At the end of another academic year (my 16th!), I can look back on a year where I spent an enormous amount of time grading assessments. This past semester I have three modules with three separate assessments (usually two assignments and an exam). The class size is about 60 students on average - that's approximately 540 assessments to grade. For my remaining module, I have weekly labs that must be graded - so there are about 10 of these over the semester. With a class size of 35, this means around 350 separate sets of corrections. That's almost 900 assessments to grade - all of this takes a long time! For students, they too often feel that they are constantly under pressure of many deadlines throughout the semester, with something due almost every week.

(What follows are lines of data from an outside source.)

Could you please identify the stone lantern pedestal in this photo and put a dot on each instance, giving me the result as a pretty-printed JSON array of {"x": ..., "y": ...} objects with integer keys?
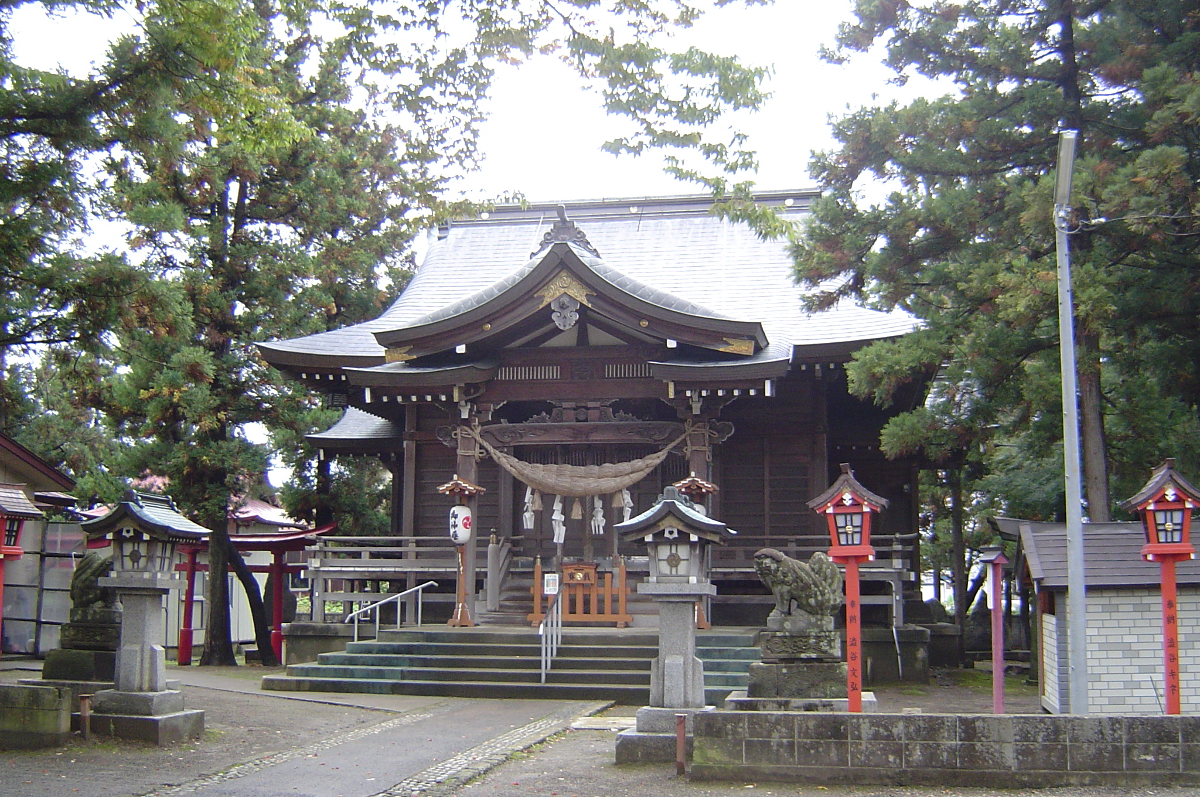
[{"x": 143, "y": 706}]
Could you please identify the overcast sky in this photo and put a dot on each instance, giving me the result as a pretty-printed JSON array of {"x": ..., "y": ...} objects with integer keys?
[{"x": 544, "y": 133}]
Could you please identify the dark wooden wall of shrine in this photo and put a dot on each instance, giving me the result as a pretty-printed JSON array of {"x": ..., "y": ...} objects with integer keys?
[{"x": 784, "y": 451}]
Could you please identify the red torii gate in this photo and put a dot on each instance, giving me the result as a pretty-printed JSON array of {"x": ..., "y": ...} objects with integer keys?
[{"x": 279, "y": 544}]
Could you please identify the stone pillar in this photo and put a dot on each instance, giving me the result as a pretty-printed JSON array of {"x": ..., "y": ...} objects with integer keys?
[
  {"x": 677, "y": 676},
  {"x": 143, "y": 706}
]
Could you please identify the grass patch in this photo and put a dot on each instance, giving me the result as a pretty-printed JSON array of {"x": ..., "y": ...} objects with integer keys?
[{"x": 981, "y": 681}]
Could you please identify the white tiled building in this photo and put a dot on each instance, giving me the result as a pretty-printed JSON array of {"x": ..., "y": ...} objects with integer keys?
[{"x": 1125, "y": 619}]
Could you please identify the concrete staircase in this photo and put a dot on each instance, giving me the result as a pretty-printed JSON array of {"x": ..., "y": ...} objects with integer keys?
[{"x": 592, "y": 664}]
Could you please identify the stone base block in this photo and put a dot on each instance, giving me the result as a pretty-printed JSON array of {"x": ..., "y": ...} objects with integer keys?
[
  {"x": 737, "y": 701},
  {"x": 802, "y": 679},
  {"x": 90, "y": 636},
  {"x": 303, "y": 642},
  {"x": 143, "y": 703},
  {"x": 71, "y": 688},
  {"x": 79, "y": 665},
  {"x": 162, "y": 730},
  {"x": 33, "y": 717},
  {"x": 635, "y": 747},
  {"x": 652, "y": 719}
]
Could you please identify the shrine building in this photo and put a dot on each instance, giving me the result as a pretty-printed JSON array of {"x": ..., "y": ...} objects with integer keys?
[{"x": 575, "y": 360}]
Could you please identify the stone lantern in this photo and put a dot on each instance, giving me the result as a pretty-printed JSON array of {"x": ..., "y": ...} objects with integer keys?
[
  {"x": 143, "y": 532},
  {"x": 677, "y": 537},
  {"x": 849, "y": 508},
  {"x": 1165, "y": 505}
]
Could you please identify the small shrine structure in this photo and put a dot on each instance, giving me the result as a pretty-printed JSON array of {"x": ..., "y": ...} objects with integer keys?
[
  {"x": 575, "y": 360},
  {"x": 1125, "y": 657}
]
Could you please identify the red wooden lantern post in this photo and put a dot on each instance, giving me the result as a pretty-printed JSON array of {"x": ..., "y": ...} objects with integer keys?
[
  {"x": 1165, "y": 507},
  {"x": 460, "y": 532},
  {"x": 994, "y": 557},
  {"x": 847, "y": 507}
]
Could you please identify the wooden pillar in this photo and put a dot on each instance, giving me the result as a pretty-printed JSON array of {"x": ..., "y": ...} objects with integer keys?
[
  {"x": 1170, "y": 636},
  {"x": 184, "y": 657},
  {"x": 468, "y": 471}
]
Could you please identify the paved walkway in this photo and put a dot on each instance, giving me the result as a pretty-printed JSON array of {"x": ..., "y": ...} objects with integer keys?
[
  {"x": 275, "y": 744},
  {"x": 262, "y": 744}
]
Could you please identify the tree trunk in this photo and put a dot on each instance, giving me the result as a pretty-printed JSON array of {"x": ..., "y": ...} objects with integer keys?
[
  {"x": 959, "y": 561},
  {"x": 217, "y": 639},
  {"x": 257, "y": 610}
]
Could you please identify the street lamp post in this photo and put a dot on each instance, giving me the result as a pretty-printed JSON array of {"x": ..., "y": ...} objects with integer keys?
[
  {"x": 1165, "y": 507},
  {"x": 849, "y": 507}
]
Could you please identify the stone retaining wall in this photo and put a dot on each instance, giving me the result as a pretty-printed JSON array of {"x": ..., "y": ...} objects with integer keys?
[
  {"x": 34, "y": 717},
  {"x": 942, "y": 749}
]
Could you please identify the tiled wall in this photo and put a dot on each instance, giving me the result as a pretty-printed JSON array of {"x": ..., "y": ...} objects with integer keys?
[{"x": 1125, "y": 652}]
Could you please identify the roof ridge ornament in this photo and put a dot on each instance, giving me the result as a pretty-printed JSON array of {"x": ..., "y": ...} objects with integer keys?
[{"x": 564, "y": 231}]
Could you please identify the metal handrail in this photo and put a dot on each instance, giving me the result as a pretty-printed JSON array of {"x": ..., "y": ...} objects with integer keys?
[
  {"x": 551, "y": 633},
  {"x": 364, "y": 610}
]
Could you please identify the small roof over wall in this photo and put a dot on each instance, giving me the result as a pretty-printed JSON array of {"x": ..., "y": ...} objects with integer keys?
[
  {"x": 669, "y": 258},
  {"x": 673, "y": 510},
  {"x": 15, "y": 503},
  {"x": 1111, "y": 555},
  {"x": 22, "y": 465}
]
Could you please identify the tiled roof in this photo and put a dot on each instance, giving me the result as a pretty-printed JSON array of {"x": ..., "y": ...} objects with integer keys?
[
  {"x": 15, "y": 503},
  {"x": 1111, "y": 556},
  {"x": 682, "y": 258},
  {"x": 154, "y": 510},
  {"x": 358, "y": 426}
]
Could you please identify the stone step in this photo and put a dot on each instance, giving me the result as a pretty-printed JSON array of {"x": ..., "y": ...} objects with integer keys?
[
  {"x": 505, "y": 663},
  {"x": 622, "y": 677},
  {"x": 533, "y": 660},
  {"x": 621, "y": 694}
]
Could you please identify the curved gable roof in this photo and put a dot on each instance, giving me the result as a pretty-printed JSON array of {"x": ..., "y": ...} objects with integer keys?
[
  {"x": 663, "y": 247},
  {"x": 567, "y": 268}
]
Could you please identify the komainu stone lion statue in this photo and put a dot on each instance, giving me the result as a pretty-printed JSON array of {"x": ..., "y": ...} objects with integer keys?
[{"x": 807, "y": 593}]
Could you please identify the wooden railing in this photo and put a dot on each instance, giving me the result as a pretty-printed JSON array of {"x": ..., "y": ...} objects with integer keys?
[
  {"x": 892, "y": 565},
  {"x": 353, "y": 562},
  {"x": 583, "y": 598}
]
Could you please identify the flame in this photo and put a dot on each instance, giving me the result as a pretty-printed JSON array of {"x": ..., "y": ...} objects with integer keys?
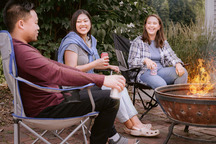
[{"x": 202, "y": 80}]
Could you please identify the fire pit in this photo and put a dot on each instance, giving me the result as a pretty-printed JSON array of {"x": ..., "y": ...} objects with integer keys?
[{"x": 185, "y": 108}]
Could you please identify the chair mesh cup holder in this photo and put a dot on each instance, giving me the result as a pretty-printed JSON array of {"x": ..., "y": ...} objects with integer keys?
[{"x": 71, "y": 96}]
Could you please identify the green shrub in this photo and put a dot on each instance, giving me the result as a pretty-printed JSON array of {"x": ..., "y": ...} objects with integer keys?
[
  {"x": 2, "y": 78},
  {"x": 191, "y": 43}
]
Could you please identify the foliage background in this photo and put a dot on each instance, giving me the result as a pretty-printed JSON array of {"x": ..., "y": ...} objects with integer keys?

I'm a believer of Continuous Assessment being continuous (the notion of "repeating" a CA drives me mad!). By this I mean that it should be on a regular basis. It's hard work keeping up with weekly lab assessments, but I feel students get more out of it by building on their learning, and building up their grades on a weekly basis. But where should the line be before I cross over into over-assessment? If students are constantly under delivery deadlines (and the threat of penalties if they miss them), where do they find time to experiment, read extra material, examine case studies, take a break, and of course - prepare for exams? A single assignment, and a single exam seems to be the norm in many modules. This is great if you can use them to assess separate Learning Outcome, but it does not always happen that there is a neat division between Learning Outcomes. Designing assessments can be difficult because it is hard to get the balance right. Reducing the number of assessments takes the pressure off students, but we still need to ensure that the Learning Outcomes are assessed adequately.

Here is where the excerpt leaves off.